Hey Will, I can't remember ever seeing the books as a kid. It is only recently I was introduced to them and this type of pun associated with them. Thanks for reading and commenting.

John Hansen (author) from Gondwana Land on March 31, 2015:

Thanks Eric, glad you could imagine yourself there. So you think the butler did it? Well maybe you'll find out in the next thrilling chapter.

WillStarr from Phoenix, Arizona on March 31, 2015:

As a kid, I loved the Tom Swift books found in our school library, but it wasn't until I was an adult that I learned of all the puns that I had totally missed.

Good stuff, John!

Eric Dierker from Spring Valley, CA. U.S.A. on March 31, 2015:

I surely did enjoy this read. You do a great job bringing me to the scene. Definitely the butler did it!

John Hansen (author) from Gondwana Land on March 31, 2015:

You humbe me Bill. I am continually looking for new genres to try to to keep extending myself.
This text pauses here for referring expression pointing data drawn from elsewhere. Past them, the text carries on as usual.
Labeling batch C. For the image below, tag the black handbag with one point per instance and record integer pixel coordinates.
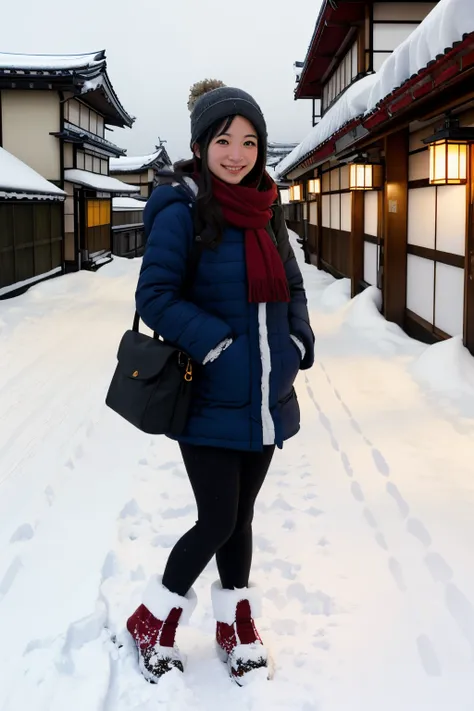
(152, 384)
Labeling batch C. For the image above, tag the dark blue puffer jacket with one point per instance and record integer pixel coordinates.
(228, 392)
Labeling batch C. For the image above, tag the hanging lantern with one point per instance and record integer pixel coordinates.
(448, 153)
(296, 193)
(314, 186)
I guess I get bored easily and have to keep attempting different things. I feel if continually writing in one genre bores me it must do the same to my readers. Just call me Mr Versatile :)
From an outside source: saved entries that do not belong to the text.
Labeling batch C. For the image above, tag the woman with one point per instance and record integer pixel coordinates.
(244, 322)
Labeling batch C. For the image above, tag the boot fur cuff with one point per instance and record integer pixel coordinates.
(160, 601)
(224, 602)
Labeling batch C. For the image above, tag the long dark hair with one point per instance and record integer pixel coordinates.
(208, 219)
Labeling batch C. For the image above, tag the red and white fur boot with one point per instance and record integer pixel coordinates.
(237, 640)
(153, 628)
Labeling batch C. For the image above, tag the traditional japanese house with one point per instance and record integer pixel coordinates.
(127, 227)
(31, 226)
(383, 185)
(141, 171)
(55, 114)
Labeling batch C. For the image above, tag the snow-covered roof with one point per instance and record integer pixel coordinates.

A sonnet hey? Well, I have never written one before.. so why not. I'll see what I can come up with.

John Hansen (author) from Gondwana Land on March 31, 2015:

Hey Frank, what a comment. Much appreciated buddy. I am glad you are enjoying my Tom Swiftly story, and pleased you can see my style continuing to develop.

Bill Holland from Olympia, WA on March 31, 2015:

I'm sitting here this Tuesday morning wondering if there is a genre or type of writing that you cannot do. You are so damned talented, John. How about a sonnet? Can you do a sonnet? There's your next challenge, although I'm fairly certain you can do it.

Frank Atanacio from Shelton on March 31, 2015:

Wow, so many short stories here are ranked amatuers compared to the Tom Swiftly efforts. at least your effort.. a terrific read and I am in awe of your growing style... voted up and awesome.. also thanks for the meanings and examples.. the story didn't need them.. but they were a nice cheat sheet surprise..:)

John Hansen (author) from Gondwana Land on March 31, 2015:

Thank you Shauna. I only found out about Tom Swifties recently but had to give them a try. It is quite challenging I must admit and I haven't perfected it yet. Thanks for your kind comment. I hope I can finish this off in the near future.

Shauna L Bowling from Central Florida on March 31, 2015:

John, you introduce me to forms of writing I've never heard of. You're very creative and so are your stories. I can't wait to see how this one turns out.